Bases: CompressedSingleDataset

Loads a dataset that’s a single file inside a tar.gz archive.

Initialize dataset.

Parameters:
  • url (str) – The url where to download the dataset from

  • relative_path (str | pathlib.PurePosixPath) – The path inside the archive to the contained dataset.

  • name (str | None) – The name of the file. If not given, tries to get the name from the end of the URL

  • cache_root (Path) – An optional directory to store the extracted files. Is none is given, the default PyKEEN directory is used. This is defined either by the environment variable PYKEEN_HOME or defaults to ~/.pykeen.

  • create_inverse_triples (bool) – Should inverse triples be created? Defaults to false.

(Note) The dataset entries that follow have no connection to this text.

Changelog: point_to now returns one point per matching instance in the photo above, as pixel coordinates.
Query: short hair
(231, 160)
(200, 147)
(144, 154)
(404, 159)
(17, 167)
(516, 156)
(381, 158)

  • eager (bool) – Should the data be loaded eagerly? Defaults to false.

  • random_state (TorchRandomHint) – An optional random state to make the training/testing/validation split reproducible.

  • delimiter (str | None) – The delimiter for the contained dataset.

  • read_csv_kwargs (dict[str, Any] | None) – Keyword arguments to pass through to pandas.read_csv().